Although these prices remain below the cost of doing laundry at a local laundromat, the way the price increase came about worries us. Associated Student Agencies, to which Yale contracts out its laundry services, said it did not hesitate to increase prices when MacGray, which provides the laundry machines, requested it. Associated Student Agencies, like other businesses around campus, is taking advantage of students’ undivided attention and limited choice to burn them with prices that are higher than necessary.

Don’t let it be said that ASA never did anything for us — in fact, ASA is so thoughtful that it decided to increase the price of each load by a full quarter, instead of less, since apparently the idea of having to use smaller change is too vexing for the average Yale student. We’re not sure what good it does to have the price be a multiple of $0.25, since you can only put bills — and not quarters — into the machine in the first place. It’s sad that those at Associated Student Agencies — a for-profit venture for those of you who didn’t know that there are other students making money on your dirty clothes — are so much more concerned with profits than with serving their fellow students.

Other examples of on-campus monopolies abound, the most prominent one being the Yale Bookstore, run by mega-chain Barnes and Noble. As the News reported this week, a futon pad that costs $39.99 at Bed, Bath and Beyond goes for $134.98 at our very own campus bookstore. And the bookstore’s new business plan of becoming a store for one-stop-shopping for students is troubling; do we want our one-stop shopping venue to be one that considers it acceptable to charge drastically higher prices than that of other drugstores, supermarkets, or office supply stores only a few minutes’ walk away? Yale can do better for its students, and perhaps it should more thoroughly consider, or at least proactively monitor, the businesses practices of those companies it awards contracts.
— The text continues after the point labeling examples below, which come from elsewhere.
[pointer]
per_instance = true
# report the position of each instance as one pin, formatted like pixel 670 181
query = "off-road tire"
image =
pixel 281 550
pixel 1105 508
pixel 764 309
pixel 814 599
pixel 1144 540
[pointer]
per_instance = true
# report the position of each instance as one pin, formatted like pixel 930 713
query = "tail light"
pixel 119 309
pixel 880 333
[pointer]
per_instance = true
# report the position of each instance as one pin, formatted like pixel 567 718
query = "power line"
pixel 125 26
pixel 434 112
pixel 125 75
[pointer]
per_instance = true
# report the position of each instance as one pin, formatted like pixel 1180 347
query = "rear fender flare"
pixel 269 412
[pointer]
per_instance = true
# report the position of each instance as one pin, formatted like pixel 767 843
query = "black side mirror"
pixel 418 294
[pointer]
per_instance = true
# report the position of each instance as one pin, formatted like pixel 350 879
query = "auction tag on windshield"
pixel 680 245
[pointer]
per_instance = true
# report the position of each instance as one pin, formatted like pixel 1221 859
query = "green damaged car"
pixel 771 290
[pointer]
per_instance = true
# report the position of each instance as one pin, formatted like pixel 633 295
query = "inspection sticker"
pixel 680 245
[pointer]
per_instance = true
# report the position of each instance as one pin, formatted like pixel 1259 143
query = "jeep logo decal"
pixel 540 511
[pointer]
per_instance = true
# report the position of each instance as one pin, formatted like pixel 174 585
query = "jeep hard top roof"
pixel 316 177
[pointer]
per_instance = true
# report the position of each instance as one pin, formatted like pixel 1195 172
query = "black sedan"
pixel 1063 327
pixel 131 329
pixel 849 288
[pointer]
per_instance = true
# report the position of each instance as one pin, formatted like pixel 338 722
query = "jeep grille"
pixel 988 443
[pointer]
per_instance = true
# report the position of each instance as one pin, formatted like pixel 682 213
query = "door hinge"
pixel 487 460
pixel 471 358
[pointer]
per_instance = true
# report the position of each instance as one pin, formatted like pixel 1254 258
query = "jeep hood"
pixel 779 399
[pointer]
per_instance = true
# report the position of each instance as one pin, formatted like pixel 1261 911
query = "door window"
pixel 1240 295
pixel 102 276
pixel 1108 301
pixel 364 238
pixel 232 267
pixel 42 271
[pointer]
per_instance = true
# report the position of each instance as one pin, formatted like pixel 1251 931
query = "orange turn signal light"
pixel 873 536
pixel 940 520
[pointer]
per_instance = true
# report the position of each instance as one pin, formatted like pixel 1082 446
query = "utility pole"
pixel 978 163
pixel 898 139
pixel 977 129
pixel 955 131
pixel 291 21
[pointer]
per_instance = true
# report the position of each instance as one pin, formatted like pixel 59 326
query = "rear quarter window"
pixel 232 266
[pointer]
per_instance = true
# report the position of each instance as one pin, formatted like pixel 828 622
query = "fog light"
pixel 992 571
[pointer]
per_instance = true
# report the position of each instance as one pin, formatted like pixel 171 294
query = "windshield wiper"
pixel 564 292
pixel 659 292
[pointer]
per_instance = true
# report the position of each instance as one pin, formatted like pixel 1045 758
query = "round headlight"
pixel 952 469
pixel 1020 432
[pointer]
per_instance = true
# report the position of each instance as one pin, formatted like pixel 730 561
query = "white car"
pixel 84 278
Of course, as students we do have choices in where we shop, and, by not exercising them, we give places like the Yale Bookstore permission to monopolize our wallets. Too many of us simultaneously complain about price-gauging and then don’t even think twice about bursar-billing electronics or flip flops at the bookstore. Our willingness to bursar items we’d never consider buying out-of-pocket only encourages sky-high prices at venues like the bookstore or Durfee’s. A $0.25 increase in the cost of washing a load of laundry prompts much more outcry than the bookstore’s always astronomical prices. When money comes out of students’ own pockets, we all suddenly notice that we’re at the whim of the on-campus monopolies.

Students should become more discriminating consumers. Although for some things — like laundry — students have few convenient alternatives, for buying toothpaste, pens, or futons, the less students support the bookstore, the better our prices will get. The businesses that know they have a captive market in the student body are acting irresponsibly, but students are doing nothing to discourage it.